Mr. ELVIS PRESLEY (Musician): Billy Ward and his Dominoes. There was a guy out there that was doing a takeoff on me, "Don't Be Cruel."
OVERBY: Elvis Presley, of course, in "The Million Dollar Quartet Session," telling Johnny Cash, Jerry Lee Lewis, Carl Perkins and some other musicians about seeing Wilson perform.
Mr. PRESLEY: Much better than that record of mine. I went back four nights straight and heard that guy do that. He'd shake his head and say...
Mr. PRESLEY (Singing) I don't want no other love. Baby, it's just you I'm thinkin' of. He'd say: Mmmmm, well then don't stop thinkin' of me.
Mr. PRESLEY: Shhh. Man, he sung the hell out of that song. Man, I was on the table, looking at him.
OVERBY: It probably won't surprise you but away from the bandstand, Jackie Wilson's life wasn't so good: alcohol, drugs, broken marriage, a teenage son killed in a neighborhood shooting. His own life almost ended by a jealous woman with a gun. All this is in "The Jackie Wilson Story (My Heart Is Crying, Crying)," a play that was written by Jackie Taylor, director of the Black Ensemble Theater in Chicago.
Ms. JACKIE TAYLOR (Director, "The Jackie Wilson Story (My Heart Is Crying, Crying)"): It told about the womanizing and the drugs and the difficulties that he had, but it also talked about the heights that Jackie Wilson was able to achieve, what he did in changing the sound and feel of music.
OVERBY: Maybe even changing it more than his fans wanted. He cut a bluesy rendition of "Danny Boy" in 1965. It didn't sell. Ditto with a tribute album to vaudeville singer Al Jolson. And there's this...
Ms. TAYLOR: He loved opera, but it was hard enough just being a black singer, let alone a black opera singer.
(Soundbite of song, "The Night")
Mr. WILSON: (Singing) Here comes the night.

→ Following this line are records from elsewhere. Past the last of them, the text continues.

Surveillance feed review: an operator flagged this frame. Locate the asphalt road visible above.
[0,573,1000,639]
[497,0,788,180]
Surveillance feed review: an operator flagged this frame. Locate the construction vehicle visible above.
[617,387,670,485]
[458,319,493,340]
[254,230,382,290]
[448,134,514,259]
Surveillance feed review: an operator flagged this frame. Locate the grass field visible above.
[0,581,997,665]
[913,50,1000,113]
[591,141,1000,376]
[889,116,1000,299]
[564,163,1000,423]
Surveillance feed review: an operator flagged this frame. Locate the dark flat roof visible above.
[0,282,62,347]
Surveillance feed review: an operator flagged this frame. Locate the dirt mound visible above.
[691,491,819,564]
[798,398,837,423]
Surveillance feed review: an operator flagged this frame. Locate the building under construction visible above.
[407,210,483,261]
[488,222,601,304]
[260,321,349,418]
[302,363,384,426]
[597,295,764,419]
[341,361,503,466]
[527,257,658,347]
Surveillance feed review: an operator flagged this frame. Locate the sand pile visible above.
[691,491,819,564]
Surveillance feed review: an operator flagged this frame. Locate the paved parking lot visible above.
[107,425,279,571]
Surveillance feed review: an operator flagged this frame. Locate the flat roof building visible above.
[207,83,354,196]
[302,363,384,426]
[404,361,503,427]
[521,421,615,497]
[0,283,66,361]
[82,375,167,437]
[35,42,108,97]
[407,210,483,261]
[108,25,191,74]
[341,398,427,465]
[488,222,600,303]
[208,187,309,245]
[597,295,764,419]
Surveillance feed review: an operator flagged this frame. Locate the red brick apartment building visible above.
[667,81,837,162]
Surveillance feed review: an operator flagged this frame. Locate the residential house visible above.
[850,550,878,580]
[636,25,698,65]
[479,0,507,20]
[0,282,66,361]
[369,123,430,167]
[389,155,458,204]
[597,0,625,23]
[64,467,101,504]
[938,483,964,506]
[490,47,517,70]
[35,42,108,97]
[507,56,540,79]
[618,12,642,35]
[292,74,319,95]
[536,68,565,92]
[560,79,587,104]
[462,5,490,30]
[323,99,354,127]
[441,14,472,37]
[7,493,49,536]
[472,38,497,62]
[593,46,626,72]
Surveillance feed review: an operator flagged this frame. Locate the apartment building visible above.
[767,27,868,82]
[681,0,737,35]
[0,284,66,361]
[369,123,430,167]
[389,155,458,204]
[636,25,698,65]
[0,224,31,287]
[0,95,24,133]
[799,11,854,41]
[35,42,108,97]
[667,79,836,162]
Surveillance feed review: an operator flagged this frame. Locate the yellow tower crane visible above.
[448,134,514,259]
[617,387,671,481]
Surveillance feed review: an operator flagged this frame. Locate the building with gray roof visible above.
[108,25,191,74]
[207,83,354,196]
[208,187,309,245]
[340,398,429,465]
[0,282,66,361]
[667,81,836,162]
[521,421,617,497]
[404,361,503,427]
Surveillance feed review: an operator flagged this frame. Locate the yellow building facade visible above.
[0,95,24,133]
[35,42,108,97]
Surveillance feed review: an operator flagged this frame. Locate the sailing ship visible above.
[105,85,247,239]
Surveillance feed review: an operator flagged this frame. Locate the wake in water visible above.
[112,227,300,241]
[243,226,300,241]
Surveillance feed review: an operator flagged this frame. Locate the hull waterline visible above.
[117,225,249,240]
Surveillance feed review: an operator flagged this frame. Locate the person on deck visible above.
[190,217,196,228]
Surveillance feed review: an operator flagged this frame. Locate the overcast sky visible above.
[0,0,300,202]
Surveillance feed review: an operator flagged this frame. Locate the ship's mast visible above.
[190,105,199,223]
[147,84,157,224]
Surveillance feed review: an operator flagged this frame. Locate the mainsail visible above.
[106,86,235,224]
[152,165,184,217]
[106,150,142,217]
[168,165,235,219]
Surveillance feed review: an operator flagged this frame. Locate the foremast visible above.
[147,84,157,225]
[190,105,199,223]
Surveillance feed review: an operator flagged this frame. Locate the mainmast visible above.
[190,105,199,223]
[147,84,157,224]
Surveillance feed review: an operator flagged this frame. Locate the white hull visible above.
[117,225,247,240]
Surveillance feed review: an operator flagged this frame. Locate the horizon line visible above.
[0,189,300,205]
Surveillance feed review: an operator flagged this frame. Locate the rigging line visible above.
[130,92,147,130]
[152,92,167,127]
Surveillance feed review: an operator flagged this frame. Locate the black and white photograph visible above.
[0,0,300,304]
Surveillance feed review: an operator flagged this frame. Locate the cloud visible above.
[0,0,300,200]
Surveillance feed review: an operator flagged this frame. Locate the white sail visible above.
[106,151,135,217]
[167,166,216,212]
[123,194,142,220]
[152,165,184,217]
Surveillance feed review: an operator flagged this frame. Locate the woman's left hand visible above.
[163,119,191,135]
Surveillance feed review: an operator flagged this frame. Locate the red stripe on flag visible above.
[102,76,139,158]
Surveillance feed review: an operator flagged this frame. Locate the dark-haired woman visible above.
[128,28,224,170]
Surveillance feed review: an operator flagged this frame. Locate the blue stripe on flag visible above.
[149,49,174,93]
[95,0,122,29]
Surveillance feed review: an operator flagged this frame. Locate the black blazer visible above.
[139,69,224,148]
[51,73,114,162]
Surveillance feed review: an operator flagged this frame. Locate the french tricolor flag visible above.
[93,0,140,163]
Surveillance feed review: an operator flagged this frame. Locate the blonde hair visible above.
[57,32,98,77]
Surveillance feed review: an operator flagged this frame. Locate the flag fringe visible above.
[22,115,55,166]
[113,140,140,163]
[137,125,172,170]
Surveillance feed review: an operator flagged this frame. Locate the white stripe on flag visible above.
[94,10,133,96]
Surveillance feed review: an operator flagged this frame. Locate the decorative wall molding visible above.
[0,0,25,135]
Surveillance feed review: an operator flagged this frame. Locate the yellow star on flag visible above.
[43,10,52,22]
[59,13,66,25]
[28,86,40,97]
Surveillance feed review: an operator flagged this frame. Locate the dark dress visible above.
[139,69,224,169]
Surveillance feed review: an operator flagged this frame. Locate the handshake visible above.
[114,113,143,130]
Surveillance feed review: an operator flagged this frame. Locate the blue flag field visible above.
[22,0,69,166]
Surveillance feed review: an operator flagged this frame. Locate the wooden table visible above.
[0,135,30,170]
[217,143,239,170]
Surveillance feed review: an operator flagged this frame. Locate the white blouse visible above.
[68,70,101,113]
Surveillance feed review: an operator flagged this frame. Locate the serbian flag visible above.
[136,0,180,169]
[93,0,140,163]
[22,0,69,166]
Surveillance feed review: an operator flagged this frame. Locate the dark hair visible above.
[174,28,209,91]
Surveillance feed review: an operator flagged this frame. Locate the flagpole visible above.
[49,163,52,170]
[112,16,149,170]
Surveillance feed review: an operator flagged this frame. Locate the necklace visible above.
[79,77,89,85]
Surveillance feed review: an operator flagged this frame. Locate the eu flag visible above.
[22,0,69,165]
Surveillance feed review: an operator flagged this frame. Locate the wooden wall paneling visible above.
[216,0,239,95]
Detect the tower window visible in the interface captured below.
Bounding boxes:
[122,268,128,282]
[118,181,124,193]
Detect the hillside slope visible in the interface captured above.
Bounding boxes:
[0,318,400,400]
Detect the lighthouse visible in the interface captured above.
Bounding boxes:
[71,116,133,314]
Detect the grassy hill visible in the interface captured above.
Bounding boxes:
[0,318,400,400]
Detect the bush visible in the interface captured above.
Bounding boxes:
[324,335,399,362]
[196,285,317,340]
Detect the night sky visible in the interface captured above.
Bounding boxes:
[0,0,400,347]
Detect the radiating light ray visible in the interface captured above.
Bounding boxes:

OVERBY: "The Night" came out in 1960. It got up to number four on the Billboard Hot 100. Wilson cracked the pop top 10 just six times, but on the R&B charts, 15 of his songs made the top 10. One of his fans was Michael Jackson. In 1984, when Jackson collected seven Grammy Awards for his album "Thriller," he stopped the applause to pay tribute.
Mr. MICHAEL JACKSON (Musician): Some people are entertainers, and some people are great entertainers. Some people are followers, and some people make the path and are pioneers. I'd like to say, Jackie Wilson was a wonderful entertainer.
(Soundbite of applause)
OVERBY: Wilson had died just five weeks earlier, after almost nine years in a coma. In 1975, as he was singing "Lonely Teardrops" in an oldies revue, he had a heart attack onstage. A lot of Wilson's records havent aged all that well, but something like "I Just Can't Help It," from 1962...
(Soundbite of song, "I Just Can't Help It")
Mr. WILSON: (Singing) I can't help it. I can't help it. Loving you, baby, is what I need...
OVERBY: You can practically see Jackie Wilson down at the edge of the stage, reaching out, his vocals locked in with the rhythm section. Maybe he'll roll himself off into the audience, just so the women can run to help him. Peter Overby, NPR News.